ものづくりの楽しさを、名古屋の大冷工業が四日市の中学に工具を寄贈
名古屋市東区の大冷工業株式会社が1月21日、四日市市の市立中学22校に技術室用の工具「電動やすり」を寄贈した。「企業版ふるさと納税」の制度を活用しての寄贈で、ものづくりの楽しさを知るきっかけにしてほしいと考えた。企業版ふるさと納税で物品が提供されたのは四日市市では初めてという。
この日、同市東阿倉川の山手中学校の技術室で贈呈式があった。大冷工業の大場章晴代表取締役社長、若林睦理四日市支店長、市側から森智広市長、廣瀬琢也教育長らが出席。大場社長から寄贈品の目録が森市長に渡され、大場社長には森市長から感謝状が贈られた。
大場社長は「四日市に支店を置かせていただいており、何かお役に立つことがないかと考えていたところ、企業版ふるさと納税が物品でも可能だと知り、ものづくりをイメージしてもらえるものをと考えました」などとあいさつ。森市長は「四日市市は海側のコンビナートから山側の半導体工場まで、ものづくりが盛んです。その原点を感じてもらえるようにとのご支援で、中学全校に寄贈いただくなど、大変貴重なものです」などとお礼を述べた。
感謝状を手にする大場章晴社長、目録を手にする森智広市長ら。
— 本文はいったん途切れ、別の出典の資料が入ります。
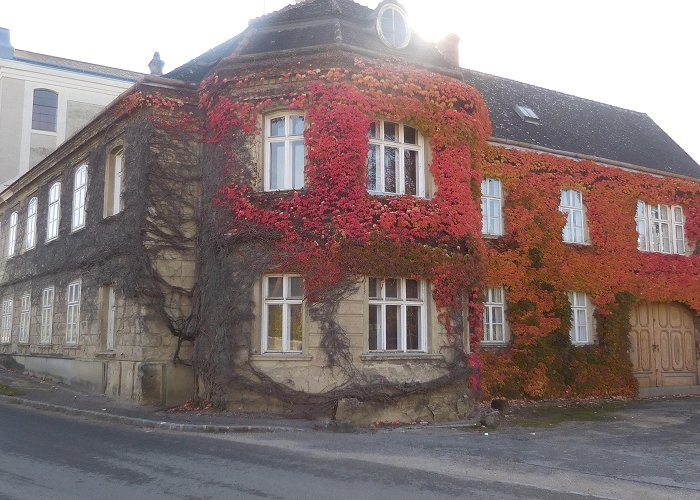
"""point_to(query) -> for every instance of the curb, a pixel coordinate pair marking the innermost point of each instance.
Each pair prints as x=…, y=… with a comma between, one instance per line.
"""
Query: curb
x=144, y=422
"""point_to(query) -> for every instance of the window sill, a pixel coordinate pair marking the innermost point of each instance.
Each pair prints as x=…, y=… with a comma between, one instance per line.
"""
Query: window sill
x=391, y=195
x=45, y=132
x=401, y=356
x=280, y=356
x=670, y=254
x=493, y=344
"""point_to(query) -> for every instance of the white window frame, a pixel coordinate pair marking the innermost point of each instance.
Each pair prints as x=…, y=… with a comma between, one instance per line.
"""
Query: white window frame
x=491, y=207
x=30, y=232
x=12, y=237
x=6, y=327
x=382, y=301
x=80, y=179
x=109, y=315
x=381, y=143
x=25, y=318
x=53, y=217
x=288, y=139
x=495, y=307
x=47, y=296
x=73, y=313
x=114, y=175
x=286, y=301
x=651, y=224
x=580, y=332
x=571, y=204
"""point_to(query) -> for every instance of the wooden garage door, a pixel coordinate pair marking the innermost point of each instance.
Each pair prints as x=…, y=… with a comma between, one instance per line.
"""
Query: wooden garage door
x=663, y=345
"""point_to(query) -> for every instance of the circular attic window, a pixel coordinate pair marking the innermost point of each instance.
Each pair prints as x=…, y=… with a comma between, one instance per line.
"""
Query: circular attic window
x=392, y=26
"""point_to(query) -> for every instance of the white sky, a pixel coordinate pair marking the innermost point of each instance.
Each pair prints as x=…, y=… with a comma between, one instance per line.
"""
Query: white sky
x=637, y=54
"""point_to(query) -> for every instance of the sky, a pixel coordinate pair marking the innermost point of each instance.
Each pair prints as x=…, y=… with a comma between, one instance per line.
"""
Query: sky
x=642, y=55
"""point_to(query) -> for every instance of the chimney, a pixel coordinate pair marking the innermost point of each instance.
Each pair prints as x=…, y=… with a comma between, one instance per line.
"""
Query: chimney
x=156, y=65
x=6, y=49
x=449, y=48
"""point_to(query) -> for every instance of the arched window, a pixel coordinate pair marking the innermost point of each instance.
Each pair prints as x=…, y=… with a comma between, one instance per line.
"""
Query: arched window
x=13, y=234
x=44, y=110
x=114, y=172
x=284, y=152
x=30, y=234
x=54, y=212
x=79, y=195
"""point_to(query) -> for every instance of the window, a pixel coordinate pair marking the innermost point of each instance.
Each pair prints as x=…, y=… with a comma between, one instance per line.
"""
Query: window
x=54, y=212
x=79, y=194
x=114, y=172
x=526, y=114
x=660, y=228
x=25, y=318
x=46, y=316
x=395, y=159
x=12, y=240
x=108, y=309
x=494, y=316
x=30, y=233
x=571, y=204
x=44, y=110
x=283, y=313
x=392, y=26
x=397, y=316
x=284, y=152
x=580, y=331
x=73, y=313
x=491, y=207
x=6, y=329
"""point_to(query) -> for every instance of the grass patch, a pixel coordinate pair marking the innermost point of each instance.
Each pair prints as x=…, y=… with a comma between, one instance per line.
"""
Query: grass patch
x=552, y=416
x=6, y=390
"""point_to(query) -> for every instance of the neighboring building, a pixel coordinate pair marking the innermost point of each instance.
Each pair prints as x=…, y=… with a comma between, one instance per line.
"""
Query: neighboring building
x=295, y=214
x=46, y=99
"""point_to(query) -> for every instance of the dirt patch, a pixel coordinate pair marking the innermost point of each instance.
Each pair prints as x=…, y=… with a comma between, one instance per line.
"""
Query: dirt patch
x=554, y=413
x=6, y=390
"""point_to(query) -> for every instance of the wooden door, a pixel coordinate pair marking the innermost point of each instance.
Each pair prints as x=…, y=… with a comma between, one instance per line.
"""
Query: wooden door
x=663, y=351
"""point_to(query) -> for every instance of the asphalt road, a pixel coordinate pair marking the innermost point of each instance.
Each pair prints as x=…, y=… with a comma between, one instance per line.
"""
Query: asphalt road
x=643, y=454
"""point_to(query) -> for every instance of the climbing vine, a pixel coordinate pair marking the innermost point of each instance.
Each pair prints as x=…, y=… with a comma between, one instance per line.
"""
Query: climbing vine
x=537, y=269
x=333, y=232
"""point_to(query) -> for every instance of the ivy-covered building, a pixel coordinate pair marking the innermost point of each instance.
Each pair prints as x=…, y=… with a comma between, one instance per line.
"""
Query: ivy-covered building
x=326, y=215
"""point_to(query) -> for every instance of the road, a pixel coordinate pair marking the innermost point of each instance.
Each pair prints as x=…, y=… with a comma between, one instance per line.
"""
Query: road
x=643, y=454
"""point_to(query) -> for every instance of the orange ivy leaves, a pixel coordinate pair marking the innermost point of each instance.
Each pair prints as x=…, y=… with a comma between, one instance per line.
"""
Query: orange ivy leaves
x=537, y=269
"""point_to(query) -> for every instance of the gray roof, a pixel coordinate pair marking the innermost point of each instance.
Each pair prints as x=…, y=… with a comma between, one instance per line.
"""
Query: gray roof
x=312, y=23
x=75, y=66
x=571, y=124
x=567, y=124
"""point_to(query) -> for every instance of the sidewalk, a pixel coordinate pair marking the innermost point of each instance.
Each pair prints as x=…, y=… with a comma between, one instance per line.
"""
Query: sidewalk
x=45, y=394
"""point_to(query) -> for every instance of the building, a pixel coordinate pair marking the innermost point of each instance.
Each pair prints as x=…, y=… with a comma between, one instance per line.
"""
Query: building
x=325, y=215
x=46, y=99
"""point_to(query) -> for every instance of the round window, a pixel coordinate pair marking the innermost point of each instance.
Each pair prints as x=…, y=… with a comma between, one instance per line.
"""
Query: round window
x=392, y=26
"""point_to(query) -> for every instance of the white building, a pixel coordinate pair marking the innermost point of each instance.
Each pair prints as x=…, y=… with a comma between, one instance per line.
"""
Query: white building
x=46, y=99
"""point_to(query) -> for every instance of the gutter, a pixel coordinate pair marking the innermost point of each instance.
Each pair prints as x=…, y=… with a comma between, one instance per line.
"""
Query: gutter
x=597, y=159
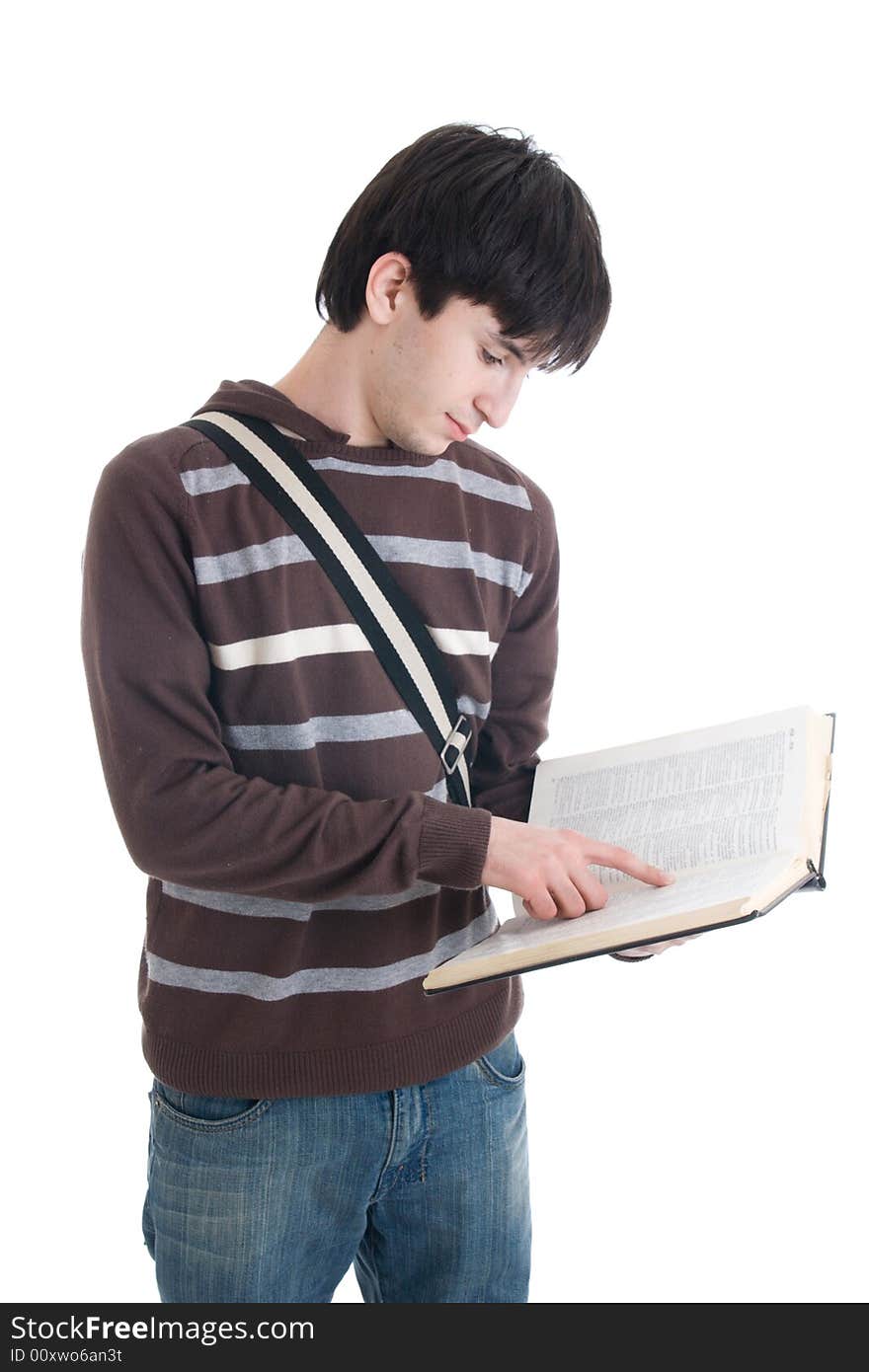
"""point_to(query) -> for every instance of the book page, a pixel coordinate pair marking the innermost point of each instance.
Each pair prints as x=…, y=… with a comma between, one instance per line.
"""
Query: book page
x=685, y=800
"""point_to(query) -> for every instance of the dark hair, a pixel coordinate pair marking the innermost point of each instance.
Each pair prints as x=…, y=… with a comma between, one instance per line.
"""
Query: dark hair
x=489, y=218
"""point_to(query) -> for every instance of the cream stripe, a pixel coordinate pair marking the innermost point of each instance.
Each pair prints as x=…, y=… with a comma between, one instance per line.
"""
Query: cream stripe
x=334, y=639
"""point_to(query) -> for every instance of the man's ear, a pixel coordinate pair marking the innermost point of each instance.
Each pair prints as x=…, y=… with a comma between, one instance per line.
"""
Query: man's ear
x=389, y=287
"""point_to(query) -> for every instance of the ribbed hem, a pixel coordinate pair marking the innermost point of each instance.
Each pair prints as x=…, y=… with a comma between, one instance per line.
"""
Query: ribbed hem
x=335, y=1072
x=453, y=844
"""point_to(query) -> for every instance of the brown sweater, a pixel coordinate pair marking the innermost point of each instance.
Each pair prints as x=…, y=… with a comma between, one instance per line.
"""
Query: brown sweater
x=305, y=865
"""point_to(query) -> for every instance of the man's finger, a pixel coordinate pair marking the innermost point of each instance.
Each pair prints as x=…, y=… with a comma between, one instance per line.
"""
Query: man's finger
x=609, y=855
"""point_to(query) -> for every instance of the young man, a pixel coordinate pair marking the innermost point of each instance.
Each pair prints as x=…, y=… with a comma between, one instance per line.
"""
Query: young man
x=310, y=1106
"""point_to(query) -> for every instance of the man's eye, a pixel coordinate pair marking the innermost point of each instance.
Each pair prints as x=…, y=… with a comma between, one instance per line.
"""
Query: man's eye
x=492, y=359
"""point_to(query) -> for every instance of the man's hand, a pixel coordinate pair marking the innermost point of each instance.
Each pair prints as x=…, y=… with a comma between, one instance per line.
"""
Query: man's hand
x=548, y=868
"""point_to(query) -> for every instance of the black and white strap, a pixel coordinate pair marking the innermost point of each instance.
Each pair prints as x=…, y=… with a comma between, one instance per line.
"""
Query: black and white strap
x=403, y=643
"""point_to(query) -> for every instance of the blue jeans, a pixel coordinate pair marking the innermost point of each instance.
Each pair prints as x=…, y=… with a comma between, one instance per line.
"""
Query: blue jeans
x=425, y=1189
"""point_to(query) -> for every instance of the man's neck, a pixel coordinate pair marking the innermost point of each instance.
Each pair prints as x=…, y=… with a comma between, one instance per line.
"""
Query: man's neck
x=326, y=382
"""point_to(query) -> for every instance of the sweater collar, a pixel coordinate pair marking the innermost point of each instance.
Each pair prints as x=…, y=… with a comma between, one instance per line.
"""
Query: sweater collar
x=264, y=401
x=268, y=404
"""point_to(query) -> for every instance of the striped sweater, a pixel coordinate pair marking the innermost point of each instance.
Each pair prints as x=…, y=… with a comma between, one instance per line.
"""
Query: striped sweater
x=305, y=865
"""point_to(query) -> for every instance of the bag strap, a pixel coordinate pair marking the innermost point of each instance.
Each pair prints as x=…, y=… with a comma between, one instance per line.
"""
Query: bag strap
x=384, y=614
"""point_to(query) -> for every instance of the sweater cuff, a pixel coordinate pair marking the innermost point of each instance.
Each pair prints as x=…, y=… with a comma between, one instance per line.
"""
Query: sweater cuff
x=453, y=844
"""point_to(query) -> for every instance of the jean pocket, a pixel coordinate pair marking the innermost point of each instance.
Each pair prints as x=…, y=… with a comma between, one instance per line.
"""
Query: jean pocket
x=503, y=1065
x=206, y=1112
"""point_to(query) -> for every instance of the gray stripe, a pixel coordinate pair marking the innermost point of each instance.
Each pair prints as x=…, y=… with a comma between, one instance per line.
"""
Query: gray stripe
x=439, y=471
x=261, y=987
x=322, y=728
x=335, y=728
x=266, y=907
x=391, y=548
x=199, y=481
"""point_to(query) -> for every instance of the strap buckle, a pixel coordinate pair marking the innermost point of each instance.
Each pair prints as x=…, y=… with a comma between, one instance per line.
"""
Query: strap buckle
x=457, y=739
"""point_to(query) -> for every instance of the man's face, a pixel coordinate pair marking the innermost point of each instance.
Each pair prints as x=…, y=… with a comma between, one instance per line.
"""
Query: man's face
x=426, y=373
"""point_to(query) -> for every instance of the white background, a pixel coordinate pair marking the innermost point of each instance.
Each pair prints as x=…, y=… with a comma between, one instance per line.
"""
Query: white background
x=173, y=178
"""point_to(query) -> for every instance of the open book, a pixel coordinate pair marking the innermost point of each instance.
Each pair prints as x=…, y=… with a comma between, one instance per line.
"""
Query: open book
x=738, y=812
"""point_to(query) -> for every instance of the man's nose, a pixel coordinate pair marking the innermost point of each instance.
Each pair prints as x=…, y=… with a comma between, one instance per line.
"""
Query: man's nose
x=496, y=404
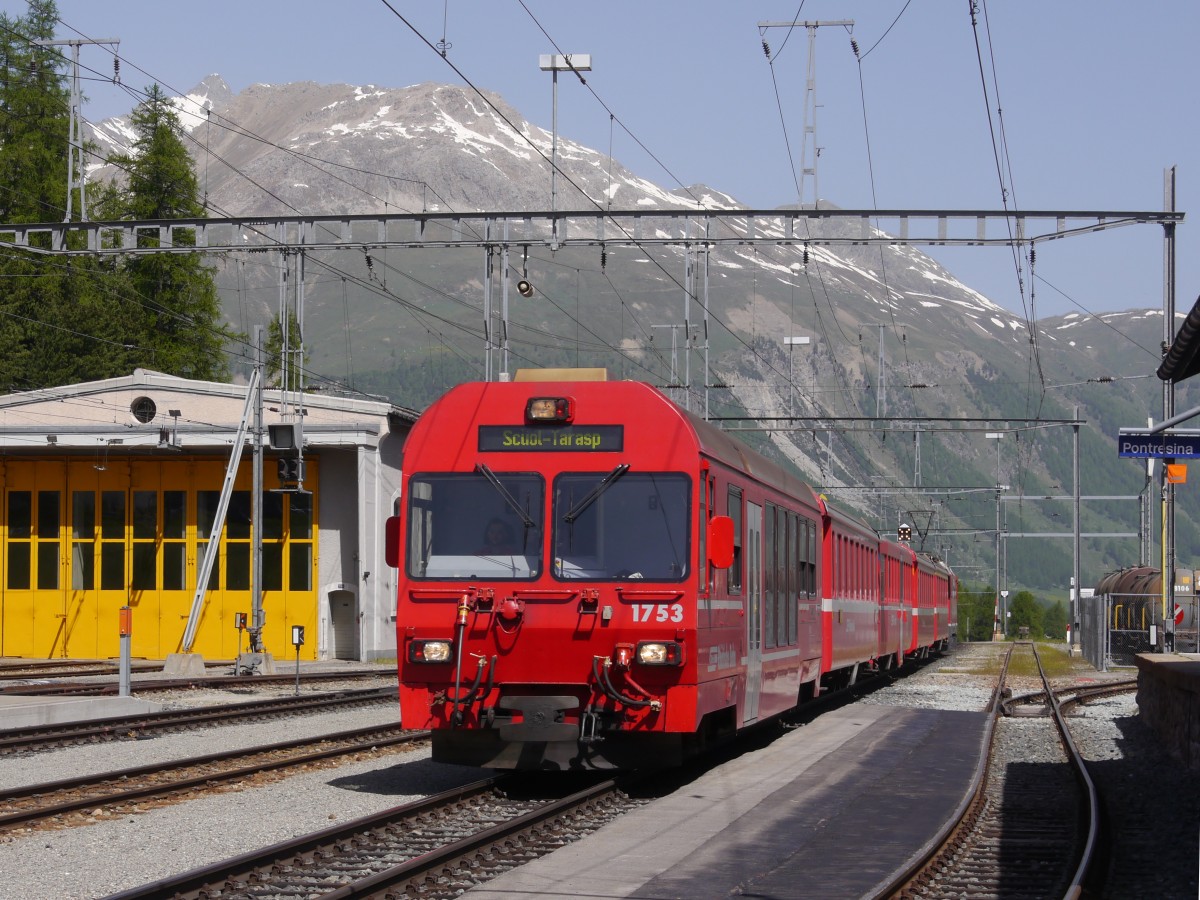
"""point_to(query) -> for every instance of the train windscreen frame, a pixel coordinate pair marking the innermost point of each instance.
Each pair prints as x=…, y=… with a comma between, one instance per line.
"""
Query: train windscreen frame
x=454, y=519
x=621, y=526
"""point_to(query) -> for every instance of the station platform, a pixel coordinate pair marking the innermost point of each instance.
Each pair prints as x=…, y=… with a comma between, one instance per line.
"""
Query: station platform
x=1169, y=702
x=18, y=712
x=775, y=822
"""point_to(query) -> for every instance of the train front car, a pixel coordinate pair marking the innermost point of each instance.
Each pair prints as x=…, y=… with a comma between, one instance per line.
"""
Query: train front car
x=549, y=546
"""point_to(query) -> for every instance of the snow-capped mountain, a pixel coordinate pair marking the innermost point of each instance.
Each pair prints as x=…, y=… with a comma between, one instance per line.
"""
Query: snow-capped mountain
x=948, y=351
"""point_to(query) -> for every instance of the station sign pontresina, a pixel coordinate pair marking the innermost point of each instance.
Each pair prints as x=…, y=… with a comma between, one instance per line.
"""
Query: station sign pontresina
x=1140, y=444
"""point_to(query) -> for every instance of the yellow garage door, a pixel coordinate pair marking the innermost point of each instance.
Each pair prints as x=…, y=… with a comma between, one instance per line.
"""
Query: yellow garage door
x=82, y=539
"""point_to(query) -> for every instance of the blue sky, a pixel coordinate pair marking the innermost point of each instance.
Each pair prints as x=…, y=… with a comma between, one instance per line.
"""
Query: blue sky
x=1096, y=100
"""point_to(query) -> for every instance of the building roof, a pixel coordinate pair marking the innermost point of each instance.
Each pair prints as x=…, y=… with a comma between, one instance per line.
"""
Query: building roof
x=139, y=411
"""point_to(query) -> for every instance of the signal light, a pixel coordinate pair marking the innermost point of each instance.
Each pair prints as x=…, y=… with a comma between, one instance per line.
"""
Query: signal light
x=289, y=469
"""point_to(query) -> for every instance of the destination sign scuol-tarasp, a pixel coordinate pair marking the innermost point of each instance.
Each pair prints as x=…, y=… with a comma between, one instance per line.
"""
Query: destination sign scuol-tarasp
x=569, y=438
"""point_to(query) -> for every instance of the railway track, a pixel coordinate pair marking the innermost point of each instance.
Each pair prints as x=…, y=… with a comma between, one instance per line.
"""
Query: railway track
x=435, y=847
x=1031, y=828
x=48, y=737
x=52, y=685
x=107, y=793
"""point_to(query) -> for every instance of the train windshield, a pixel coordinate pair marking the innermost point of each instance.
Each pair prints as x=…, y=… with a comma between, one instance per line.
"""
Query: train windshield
x=621, y=525
x=483, y=525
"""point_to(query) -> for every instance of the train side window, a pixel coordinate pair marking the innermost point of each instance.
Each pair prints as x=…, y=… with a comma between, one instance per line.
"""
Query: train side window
x=771, y=571
x=735, y=571
x=706, y=511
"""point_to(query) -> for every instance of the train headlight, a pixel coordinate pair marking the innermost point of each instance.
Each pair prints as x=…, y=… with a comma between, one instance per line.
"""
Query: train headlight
x=550, y=409
x=430, y=651
x=660, y=653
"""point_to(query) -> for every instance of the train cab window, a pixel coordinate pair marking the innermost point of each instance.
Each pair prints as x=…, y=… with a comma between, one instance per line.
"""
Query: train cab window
x=735, y=571
x=454, y=516
x=621, y=525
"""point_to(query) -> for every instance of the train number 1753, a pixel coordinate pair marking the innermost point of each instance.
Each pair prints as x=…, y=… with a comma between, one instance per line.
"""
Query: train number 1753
x=658, y=612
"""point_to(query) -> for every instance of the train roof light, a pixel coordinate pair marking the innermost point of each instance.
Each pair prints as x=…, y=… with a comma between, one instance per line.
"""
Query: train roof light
x=550, y=409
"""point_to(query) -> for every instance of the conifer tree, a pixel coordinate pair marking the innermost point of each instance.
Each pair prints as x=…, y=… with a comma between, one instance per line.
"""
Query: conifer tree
x=181, y=323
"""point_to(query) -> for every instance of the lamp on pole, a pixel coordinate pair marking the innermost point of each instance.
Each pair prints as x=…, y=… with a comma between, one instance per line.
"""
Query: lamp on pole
x=1001, y=625
x=556, y=63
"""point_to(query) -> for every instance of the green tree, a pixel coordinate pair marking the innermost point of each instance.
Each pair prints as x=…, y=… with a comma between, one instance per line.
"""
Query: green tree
x=1055, y=621
x=180, y=329
x=55, y=325
x=976, y=613
x=35, y=118
x=1025, y=612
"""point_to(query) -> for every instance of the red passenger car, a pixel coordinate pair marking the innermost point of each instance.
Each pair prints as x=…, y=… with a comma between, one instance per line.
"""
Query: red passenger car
x=593, y=577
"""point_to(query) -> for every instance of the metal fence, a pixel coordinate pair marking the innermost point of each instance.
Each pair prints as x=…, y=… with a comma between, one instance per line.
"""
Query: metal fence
x=1115, y=628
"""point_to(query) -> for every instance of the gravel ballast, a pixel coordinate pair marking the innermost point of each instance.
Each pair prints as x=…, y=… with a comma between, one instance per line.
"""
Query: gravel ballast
x=1156, y=853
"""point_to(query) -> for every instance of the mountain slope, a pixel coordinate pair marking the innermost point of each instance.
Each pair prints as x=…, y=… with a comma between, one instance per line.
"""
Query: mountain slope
x=408, y=324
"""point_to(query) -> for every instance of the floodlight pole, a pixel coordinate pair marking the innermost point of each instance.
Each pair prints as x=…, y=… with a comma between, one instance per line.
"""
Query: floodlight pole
x=75, y=136
x=1168, y=570
x=556, y=63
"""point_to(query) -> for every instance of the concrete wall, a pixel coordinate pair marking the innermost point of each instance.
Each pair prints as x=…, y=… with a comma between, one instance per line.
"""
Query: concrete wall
x=1169, y=702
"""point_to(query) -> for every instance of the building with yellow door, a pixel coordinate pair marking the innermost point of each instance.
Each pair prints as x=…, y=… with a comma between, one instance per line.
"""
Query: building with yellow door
x=109, y=498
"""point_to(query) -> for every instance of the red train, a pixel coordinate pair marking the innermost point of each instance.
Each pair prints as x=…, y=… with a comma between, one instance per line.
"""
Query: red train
x=593, y=577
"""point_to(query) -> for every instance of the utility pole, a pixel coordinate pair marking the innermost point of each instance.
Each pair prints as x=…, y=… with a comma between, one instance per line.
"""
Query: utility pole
x=881, y=391
x=75, y=136
x=1168, y=570
x=810, y=100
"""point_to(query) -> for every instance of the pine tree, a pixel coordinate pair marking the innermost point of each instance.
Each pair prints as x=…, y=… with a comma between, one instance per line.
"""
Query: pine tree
x=181, y=331
x=35, y=119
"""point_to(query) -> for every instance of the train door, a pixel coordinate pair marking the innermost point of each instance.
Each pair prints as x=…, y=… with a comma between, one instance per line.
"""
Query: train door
x=754, y=611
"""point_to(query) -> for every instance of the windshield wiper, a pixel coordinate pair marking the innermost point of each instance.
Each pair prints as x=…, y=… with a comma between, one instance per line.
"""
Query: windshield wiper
x=508, y=498
x=601, y=486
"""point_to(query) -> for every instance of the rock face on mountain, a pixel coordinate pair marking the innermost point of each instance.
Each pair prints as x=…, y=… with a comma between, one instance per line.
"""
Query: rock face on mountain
x=393, y=321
右端、廣瀬琢也教育長が手にするのが「電動やすり」
今回寄贈されたのは、愛知県安城市に本社を置く電動工具などのメーカー、株式会社マキタの「防じんミニサンダ(電動やすり)」。片手で扱える大きさで、振動が少ないうえ、やすりをかけた時の粉などを防じん袋にためることもできる便利さだ。
今回、各中学に6台ずつ、計132台が寄贈された。これまで、技術の授業では紙やすりで手で磨くか、備え付けの重いベルト式の機械を使うかだったそうだが、この電動やすりなら持ち運びも便利で、授業などで活躍しそうだ。市によると1台1万5400円で、寄贈を金額に換算すると200余万円に相当するという。
贈呈式のあと、生徒6人が電動やすりを手にし、木工の表面を磨いたり、角を整えたりする作業を試してみた。作動の音も控えめで、女子生徒が手軽に扱えるようだった。大冷工業に今春の入社が内定している大学生の長坂七海さん(22)らが指導役で一緒に作業した。
大冷工業は、1954(昭和29)年設立で、空調衛生設備の設計施工などを業務としている。日本のものづくりを牽引する東海エリアの次代を担う人材を確保するために、中学生のころからものづくりの喜びや楽しさに触れてもらえるよう、技術科の授業の充実が必要と考え、今回の寄贈を企画したという。同社は三重、岐阜、滋賀の3県の工業高校などにも県を通して工具を寄贈しているという。